# The Tale of Glenn Curtiss’ Last Aviation Invention, Has no Tail.”



## Chispa (12 Mar 2016)

I’m presently tying loose ends on a study paper compiled decades ago, from 20, now at 100 pages decided I’ll split into 3 separate papers, first styled: “The Canadian Aviation Corps, First Contingent CEF Air Farce, Sept., 1914.” Although you also have the Subfonds SF71, Holliday 2004 set the benchmark, parts are questionable and painted 1915-16 with a wide brush, as 2 public calls, supported by a portion of  MP’s, &c., on the formation of a “Canadian Aviation Corps.” Only in December 1914 the formation of a “Canadian Aviation Corps” at Salisbury, was printed owing too “chin wagging Janney” hidden agendas. 

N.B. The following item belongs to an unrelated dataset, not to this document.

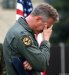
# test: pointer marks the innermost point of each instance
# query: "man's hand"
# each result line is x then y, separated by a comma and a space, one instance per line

While looking for photos in the Toronto archives on Long Branch Aerodrome, Curtiss Flying School, noted all accounts of the day was Styled as, McCurdy Aviation School.







The tale is it has no tail. The last invention of the late Glenn Curtiss; pioneer aviator; makes its first flight. It is a paradox in design; having no tail. 
It has a landing speed of 90 miles an hour and cannot dive; spin or loop. Mr. Curtiss looked upon it as the Ford of the air and expected to market
it at $1,000, 14 January 1931.


THK U FR YR TME 

Joseph.


----------